The decision about whether or not to go to college is continuing to become more of a debatable topic. On one hand, people generally understand the benefits, such as leading to a better, higher paying job. However, the disadvantages, like college debt, are keeping people from going to college. The astounding debt average students have after college continues to worsen. In fact, a recent study found that the average debt for a college student is closer to what they would earn in a year. That means working full time for an entire year and not spending a dime of it, in order to pay off their loans. So many students are wondering, if thanks to recent congress decisions, a debt free college education might be possible.

The Price of College

According to a recent study conducted by Hamilton Place Strategies, the amount of debt students have when leaving college in the next 10 years is equivalent to their annual salary post-college.

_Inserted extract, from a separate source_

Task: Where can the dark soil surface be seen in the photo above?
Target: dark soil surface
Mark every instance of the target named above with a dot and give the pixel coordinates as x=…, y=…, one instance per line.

One year of salary may not seem like much, but consider working for an entire year and every cent going to your college debt. This is worrisome to many college students. According to the study, the cost of student debt after graduation has increased by a staggering 200 percent since 1993. The average debt as of 2012 is approximately $28,720, but that will more than double by 2024. With so many students attending college and very limited scholarships and grants available, the majority of students are having to pay out-of-pocket or get student loans. Since the cost of college is so high, most turn to student loans to cover their expenses. The study also found that between 2000 and 2011, the wages earned by college students dropped by over 5 percent.

Congress Lowers Rates

In June 2013, students were hoping that congress would prevent student loan interest rates from doubling, but it failed. As of July 1st, the interest rates for student loans rose from 3.4 percent to 6.8 percent. Fortunately a month later Congress agreed to keep the rates low for most of the graduates. The legislation is good news for current graduate students, but other students wonder if having a debt-free education will ever be possible. There is a cap for all student loans at 8.25 percent for undergraduates and 9.5 percent for graduate students, but this doesn't prevent loan debt by any means. The current student and federal loan doubt is over $1 trillion.

Tips for Reducing College Debt

It's not all bad news though. Not only is the fact that Congress at least agreed upon a temporary solution a good sign for the future, but there are ways to reduce your overall debt. First, apply for current grants and scholarships. It may not cover all of your fees and expenses, but it helps, and it is money you never have to pay back. If you're employed, find out if they offer a tuition reimbursement program. If you can stay living at home, use that money you're saving on rent to put toward your college tuition.